The full Fifth Circuit had tough questions for lawyers arguing whether a fiscal 2023 spending package was constitutionally passed using proxy voting in the US House of Representatives.
During Tuesday’s en banc argument in New Orleans, conservative members of the appeals court struggled with the Justice Department’s stance that House members’ physical presence wasn’t required under the text of the US Constitution.
Lubbock, Texas-based US District Judge James Wesley Hendrix in 2024 struck down part of a $1.7 trillion spending package enacted during the Covid-19 pandemic, finding the House of Representatives violated the Constitution’s quorum requirements as some members voted by proxy.
Texas had sued over the Pregnant Workers Fairness Act, legislation included in the spending package that requires employers to grant reasonable accommodations for pregnant employees, like those required for disabled employees.
The US Constitution’s quorum clause references the power to “compel the attendance of absent members.” Judge Stuart Kyle Duncan, a Donald Trump appointee, asked what “attendance” means, if it doesn’t mean being physically present in the chamber.
Justice Department lawyer Sean Janda argued nothing in the clause itself requires physical presence.
Judge Cory Wilson, a fellow Trump appointee, said Congress had never authorized proxy voting before the Covid-19 pandemic, despite the flu pandemic in 1918, the Civil War, and the Sept. 11, 2001, terror attacks. Janda said Congress could have enacted proxy voting at any point if it wanted, but didn’t.
Judge James Ho, another Trump appointee, asked lawyers on both sides what authority they should use in interpreting the Constitution, when the text says nothing explicitly on the issue being litigated. He said it was important because if the circuit were to rule for Texas, the case is headed to the Supreme Court.
But some members of the court said Texas can’t pick and choose which parts of the act it likes. Judge Priscilla Richman, a George W. Bush appointee, noted that Texas was benefiting from funds distributed through the spending package.

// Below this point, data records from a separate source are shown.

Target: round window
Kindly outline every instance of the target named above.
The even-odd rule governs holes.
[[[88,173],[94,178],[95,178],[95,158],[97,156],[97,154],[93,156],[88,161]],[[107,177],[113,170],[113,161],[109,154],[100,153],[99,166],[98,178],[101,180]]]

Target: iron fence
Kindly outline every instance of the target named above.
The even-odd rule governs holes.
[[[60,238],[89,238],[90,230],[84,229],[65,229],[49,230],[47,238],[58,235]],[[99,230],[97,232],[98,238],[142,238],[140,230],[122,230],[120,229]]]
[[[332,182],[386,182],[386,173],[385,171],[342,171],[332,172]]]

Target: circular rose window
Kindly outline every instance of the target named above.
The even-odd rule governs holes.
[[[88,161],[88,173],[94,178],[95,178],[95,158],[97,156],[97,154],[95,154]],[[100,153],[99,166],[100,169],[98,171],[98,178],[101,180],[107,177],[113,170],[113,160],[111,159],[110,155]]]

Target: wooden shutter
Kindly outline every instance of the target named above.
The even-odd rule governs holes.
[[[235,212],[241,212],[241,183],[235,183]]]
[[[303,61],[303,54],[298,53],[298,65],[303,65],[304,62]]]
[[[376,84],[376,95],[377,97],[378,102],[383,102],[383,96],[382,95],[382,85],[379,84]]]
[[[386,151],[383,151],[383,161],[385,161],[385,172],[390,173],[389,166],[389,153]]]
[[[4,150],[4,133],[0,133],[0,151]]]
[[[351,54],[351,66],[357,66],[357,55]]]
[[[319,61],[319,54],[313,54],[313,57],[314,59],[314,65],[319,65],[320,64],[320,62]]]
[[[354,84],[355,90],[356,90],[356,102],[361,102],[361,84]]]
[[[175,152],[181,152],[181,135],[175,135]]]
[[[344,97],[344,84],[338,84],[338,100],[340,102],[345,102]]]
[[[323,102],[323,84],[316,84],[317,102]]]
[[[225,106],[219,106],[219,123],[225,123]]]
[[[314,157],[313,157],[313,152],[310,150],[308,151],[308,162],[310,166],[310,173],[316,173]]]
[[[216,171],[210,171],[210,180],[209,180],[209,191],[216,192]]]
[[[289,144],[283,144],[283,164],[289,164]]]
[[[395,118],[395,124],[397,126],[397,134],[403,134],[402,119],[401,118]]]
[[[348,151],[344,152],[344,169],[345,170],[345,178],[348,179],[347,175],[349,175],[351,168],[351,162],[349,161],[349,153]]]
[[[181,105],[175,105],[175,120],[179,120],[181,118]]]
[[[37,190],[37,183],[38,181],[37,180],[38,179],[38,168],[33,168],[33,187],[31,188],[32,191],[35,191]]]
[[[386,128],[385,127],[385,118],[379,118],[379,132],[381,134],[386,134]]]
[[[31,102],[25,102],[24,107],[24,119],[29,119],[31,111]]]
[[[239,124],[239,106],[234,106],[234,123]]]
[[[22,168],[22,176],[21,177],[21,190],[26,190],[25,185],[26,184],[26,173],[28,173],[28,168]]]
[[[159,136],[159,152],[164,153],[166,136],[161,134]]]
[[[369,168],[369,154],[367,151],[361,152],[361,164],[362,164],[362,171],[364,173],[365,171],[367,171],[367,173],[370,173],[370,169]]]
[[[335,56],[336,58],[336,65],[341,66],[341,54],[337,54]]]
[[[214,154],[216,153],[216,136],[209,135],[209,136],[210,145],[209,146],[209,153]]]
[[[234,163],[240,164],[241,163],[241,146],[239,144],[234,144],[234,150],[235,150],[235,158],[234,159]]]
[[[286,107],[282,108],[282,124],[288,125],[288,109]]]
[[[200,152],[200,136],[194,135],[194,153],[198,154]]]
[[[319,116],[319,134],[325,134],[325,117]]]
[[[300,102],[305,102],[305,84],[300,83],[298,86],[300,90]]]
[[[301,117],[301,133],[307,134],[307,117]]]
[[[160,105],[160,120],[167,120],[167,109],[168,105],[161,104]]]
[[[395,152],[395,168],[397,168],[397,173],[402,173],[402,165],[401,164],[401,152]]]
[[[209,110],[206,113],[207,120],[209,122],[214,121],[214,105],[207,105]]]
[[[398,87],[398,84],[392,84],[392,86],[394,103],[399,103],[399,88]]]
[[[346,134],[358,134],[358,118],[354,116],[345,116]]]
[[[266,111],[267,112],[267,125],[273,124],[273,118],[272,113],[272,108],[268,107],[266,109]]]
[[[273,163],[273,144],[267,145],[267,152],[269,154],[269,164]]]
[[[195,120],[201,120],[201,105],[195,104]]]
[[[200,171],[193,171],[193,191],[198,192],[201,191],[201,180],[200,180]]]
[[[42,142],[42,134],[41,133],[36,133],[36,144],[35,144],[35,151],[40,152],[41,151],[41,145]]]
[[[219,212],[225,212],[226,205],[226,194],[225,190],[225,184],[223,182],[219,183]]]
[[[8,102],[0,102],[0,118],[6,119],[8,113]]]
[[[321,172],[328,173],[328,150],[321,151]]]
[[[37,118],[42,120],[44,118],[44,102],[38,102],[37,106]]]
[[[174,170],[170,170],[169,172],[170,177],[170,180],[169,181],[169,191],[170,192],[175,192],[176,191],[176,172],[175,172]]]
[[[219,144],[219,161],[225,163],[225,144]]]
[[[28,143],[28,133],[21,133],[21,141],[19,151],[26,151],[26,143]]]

Will Peterson, Texas’s solicitor general, acknowledged that the court would have to find that the entire act was passed unconstitutionally if it sides with the state. But, he said, the court’s judgment would affect only the provision Texas is challenging. He suggested the case could be sent back to the trial judge and that other plaintiffs could sue over other parts of the law if they wanted.
But the judges seemed skeptical, if they were to find the law was passed unconstitutionally, that it’d be so simple.
“How do we unscramble the egg?” asked Wilson.
Some liberal members of the court, including Judge Irma Ramirez, asked why the court shouldn’t take the constitution saying nothing about proxy voting as a sign that it’s permitted.
Judge James Graves pointed out that the framers knew that proxy voting was an option, “and yet they said nothing about prohibiting proxies.”
A divided Fifth Circuit panel last year reversed the trial court and found Congress acted within its authority in establishing the proxy-voting rules during the pandemic. The full Fifth Circuit in February voted to vacate that ruling and rehear the case.
If the full court were to agree with Hendrix’s finding, it could open the door to other challenges to measures passed under the House’s proxy-voting rules. Hendrix emphasized in his 2024 opinion that his ruling was limited only to the PWFA and not the entire spending package.
House Republicans had gone to court over proxy voting at the time the rules were adopted, but federal judges in Washington found those lawsuits were blocked under the speech or debate clause of the Constitution, which immunizes members of Congress from legal challenges tied to their legislative acts.
The case is State of Texas v. Blanche, 5th Cir. en banc, No. 24-10386, oral argument 5/12/26.